Does this indicate that the problem stems from my NVMe SSD?

nvidia-fs 2.25.6 has a bug with p2p.

  • Using nvidia-fs version 2.25.6 may cause cuFile API failures when GDS peer-to-peer (P2P) mode is enabled with the nvidia-fs kernel driver. We recommend upgrading to nvidia-fs version 2.25.7 to resolve this issue.

use latest nvidia-fs-dkms driver https://developer.download.nvidia.com/compute/cuda/repos/ubuntu2004/x86_64/nvidia-fs-dkms_2.25.7-1_amd64.deb

Thanks a lot for your reply.

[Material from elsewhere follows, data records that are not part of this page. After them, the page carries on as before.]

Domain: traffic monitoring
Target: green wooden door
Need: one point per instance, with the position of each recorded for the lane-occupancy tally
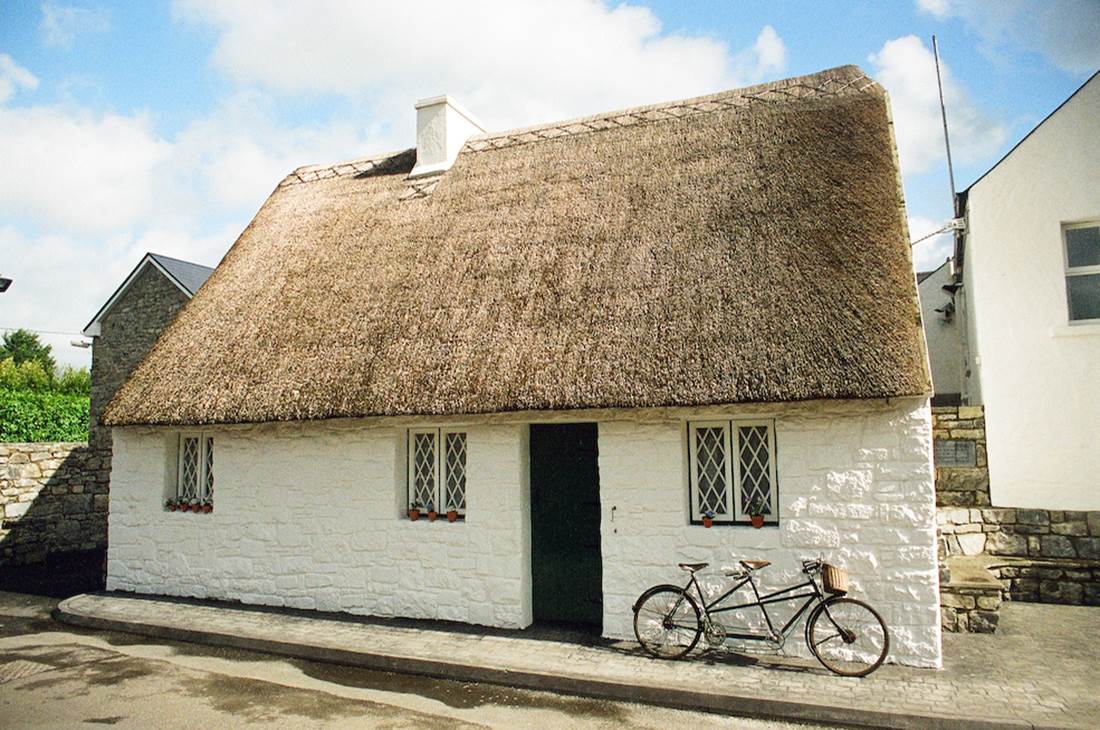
(565, 563)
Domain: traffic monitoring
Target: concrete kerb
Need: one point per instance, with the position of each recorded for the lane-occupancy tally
(679, 698)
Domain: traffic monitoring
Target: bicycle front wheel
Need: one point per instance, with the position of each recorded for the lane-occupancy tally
(848, 637)
(667, 622)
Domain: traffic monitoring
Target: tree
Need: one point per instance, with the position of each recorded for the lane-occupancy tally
(73, 380)
(22, 346)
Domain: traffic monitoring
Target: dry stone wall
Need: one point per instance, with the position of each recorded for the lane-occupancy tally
(53, 500)
(1038, 554)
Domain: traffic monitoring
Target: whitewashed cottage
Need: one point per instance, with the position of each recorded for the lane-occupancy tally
(579, 338)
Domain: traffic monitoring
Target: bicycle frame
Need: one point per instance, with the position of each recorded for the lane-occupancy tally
(761, 601)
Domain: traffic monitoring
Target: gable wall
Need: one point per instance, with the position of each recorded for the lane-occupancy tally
(128, 331)
(1037, 372)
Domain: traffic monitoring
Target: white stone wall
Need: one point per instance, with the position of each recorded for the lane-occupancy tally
(855, 486)
(1034, 369)
(309, 516)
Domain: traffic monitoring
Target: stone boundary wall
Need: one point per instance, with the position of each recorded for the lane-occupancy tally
(958, 485)
(53, 500)
(1049, 555)
(970, 608)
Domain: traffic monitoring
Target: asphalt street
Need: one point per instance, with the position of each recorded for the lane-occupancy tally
(55, 676)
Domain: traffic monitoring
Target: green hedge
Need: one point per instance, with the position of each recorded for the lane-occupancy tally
(42, 416)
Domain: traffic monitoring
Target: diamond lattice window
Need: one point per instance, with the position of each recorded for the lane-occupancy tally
(189, 468)
(755, 468)
(425, 467)
(195, 468)
(437, 469)
(454, 469)
(711, 474)
(733, 468)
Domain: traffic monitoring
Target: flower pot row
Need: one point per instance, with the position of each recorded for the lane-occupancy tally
(756, 519)
(432, 515)
(188, 506)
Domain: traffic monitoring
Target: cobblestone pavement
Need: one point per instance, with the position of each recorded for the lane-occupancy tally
(58, 676)
(1041, 668)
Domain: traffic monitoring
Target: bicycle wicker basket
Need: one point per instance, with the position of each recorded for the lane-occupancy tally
(835, 579)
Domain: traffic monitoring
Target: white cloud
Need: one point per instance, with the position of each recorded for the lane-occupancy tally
(906, 68)
(937, 8)
(77, 172)
(1064, 31)
(767, 56)
(98, 190)
(233, 157)
(12, 77)
(512, 63)
(61, 24)
(931, 253)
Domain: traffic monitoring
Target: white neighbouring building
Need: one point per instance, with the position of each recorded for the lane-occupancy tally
(1030, 268)
(579, 338)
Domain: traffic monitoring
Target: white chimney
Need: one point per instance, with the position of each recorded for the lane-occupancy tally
(442, 126)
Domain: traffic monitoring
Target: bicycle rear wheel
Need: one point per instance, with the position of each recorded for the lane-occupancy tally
(848, 637)
(667, 622)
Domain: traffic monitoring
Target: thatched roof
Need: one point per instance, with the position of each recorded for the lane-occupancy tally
(746, 246)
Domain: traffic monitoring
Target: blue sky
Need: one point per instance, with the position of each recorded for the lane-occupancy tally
(141, 126)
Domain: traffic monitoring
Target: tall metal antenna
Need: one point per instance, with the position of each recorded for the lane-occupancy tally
(943, 113)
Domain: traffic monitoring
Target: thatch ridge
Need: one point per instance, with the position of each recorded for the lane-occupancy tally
(751, 252)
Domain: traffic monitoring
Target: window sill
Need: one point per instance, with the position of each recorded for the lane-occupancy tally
(441, 518)
(699, 523)
(1084, 328)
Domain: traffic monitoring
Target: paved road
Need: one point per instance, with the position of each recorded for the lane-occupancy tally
(54, 676)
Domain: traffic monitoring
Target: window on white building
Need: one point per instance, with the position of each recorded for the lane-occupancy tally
(733, 471)
(437, 477)
(195, 468)
(1082, 271)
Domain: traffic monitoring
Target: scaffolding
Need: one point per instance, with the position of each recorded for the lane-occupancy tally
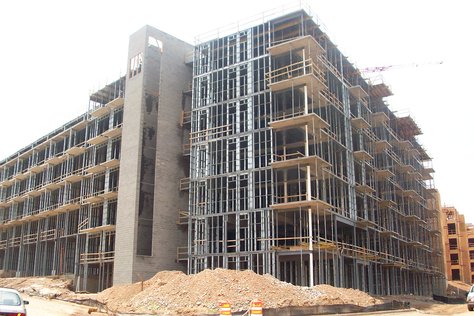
(302, 171)
(58, 198)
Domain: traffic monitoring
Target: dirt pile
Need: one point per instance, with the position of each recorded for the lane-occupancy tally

I did use nvidia-fs 2.25.7 before. Now I tried to use nvidia-fs 2.20, but the problem still exists.Here is my nvidia-fs now:

nvidia-fs-dkms/unknown,now 2.20.6-1 amd64 [installed,upgradable to: 2.25.7-1]
nvidia-fs/unknown,now 2.20.6-1 amd64 [installed,upgradable to: 2.25.7-1]

Here is my previous nvidia-fs:

nvidia-fs-dkms/unknown,now 2.25.7-1 amd64 [installed]
nvidia-fs/unknown,now 2.25.7-1 amd64 [installed]

@kmodukuri Sorry to bother you again, but do you have any solutions? I tried reinstalling the Ubuntu system, and now the NVMe device shows “unsupported”.